Pop had a very dry wit. They say trouble comes in threes. When Mom reached for the refrigerator door one time, it came off in her hand. Pop said nothing. Later that same week, out in the cattle barn, Mom opened a cupboard door to get something. It screws were loose, and the door came off in her hand. Again Pop said not a word. Finally, that Saturday, they were in Senatobia or Greenville or someplace in Mississippi. The cattle sale was over, and Pop was talking to another order buyer out in the gravel parking lot. He asked Mom to put his cattle whip in the trunk of the car. Mom opened the trunk door and something made a breaking sound, source unknown, as if a piece of wood got crunched or something. Pop turned to his friend and said, “It’s hell having a strong woman.”

How Mom wound up doing all the driving. Everyone who owns land knows about opening and shutting gates. When out on the ranch (or cattle farm) Pop liked to do the driving. He had back trouble and hip trouble, and he wanted either Mom, David, or me to open and close the gates we went through. However, this all changed one rainy day. It happened like this. But first a little background.
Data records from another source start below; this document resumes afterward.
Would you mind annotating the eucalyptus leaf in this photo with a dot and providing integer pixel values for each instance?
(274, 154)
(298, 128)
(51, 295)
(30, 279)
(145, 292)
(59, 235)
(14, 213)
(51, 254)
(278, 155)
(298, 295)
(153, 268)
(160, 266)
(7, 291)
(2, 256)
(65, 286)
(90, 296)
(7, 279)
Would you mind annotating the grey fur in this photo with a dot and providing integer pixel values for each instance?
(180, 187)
Mrs. Thudium was a wealthy lady who owned several square miles of rich farm land. She also owned around 2,500 head of cattle, which she paid Pop to manage. In the summers, she paid me five dollars a day. Every Friday she got her staff to hand me an envelope with five crisp brand new five dollar bills. Okay, that’s enough background. This is why they were driving down this particular road.
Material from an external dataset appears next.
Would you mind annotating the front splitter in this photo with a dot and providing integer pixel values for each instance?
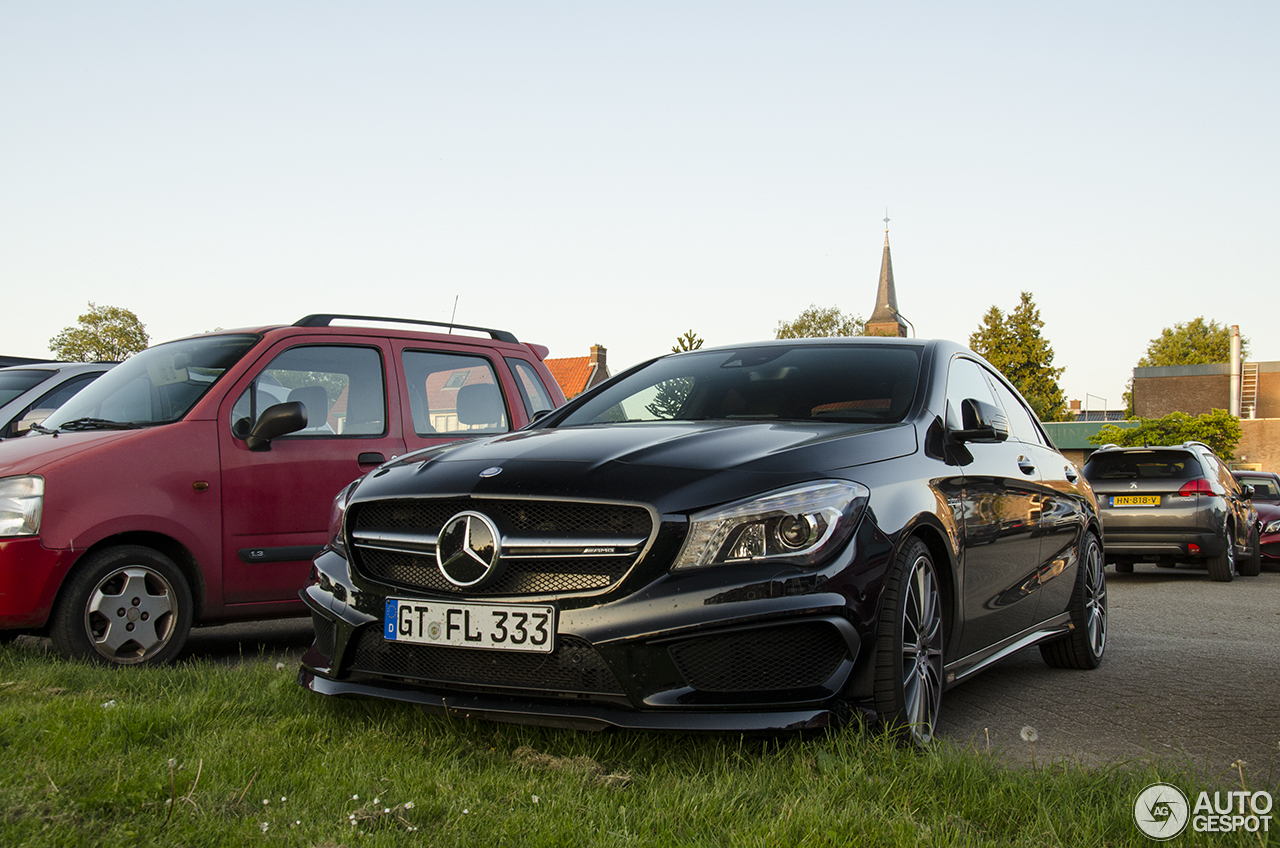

So Pop was driving down the side of one of Mrs. Thudium’s big one-square-mile cotton fields. It was the dead of winter, and the muddy dirt road stretched for a good two miles ahead of him and Mom. It was less road and more mud bog, with water standing everywhere. Pop went slipping and sliding along down this muddy mess. He needed to see how the cattle were doing in a pasture further down the road. He got stuck several times, always maneuvering out, except for one truly horrible spot. He was stuck, and stuck good.

Mom said, “Ed, let me drive.” Pop didn’t know it, but Mom had won the state driving championship in her youth. She came back from Jackson with a trophy. Pop looked at Mom and said, “Fine, you try.” Here they are in the middle of nowhere, rain pouring down, woods on one side and a ploughed field on the other side, and mud underneath. Mom gets behind the wheel, backs up somehow out of the furrows of mud, and proceeds to drive without getting stuck the whole rest of the two miles to the pasture. Mom got out and opened the gate in the rain, and went to get back in the car on the passenger side. Ed just sat there, rolled down the window, and said, “You go ahead and drive.” Not another word about it did he speak, but from that day on, Mom did ALL the driving EVERYWHERE!

Pop loved my Mom. He also loved my brother and me. He taught me how to work long and hard. I loved him and I miss him now thEd with fishat he’s gone.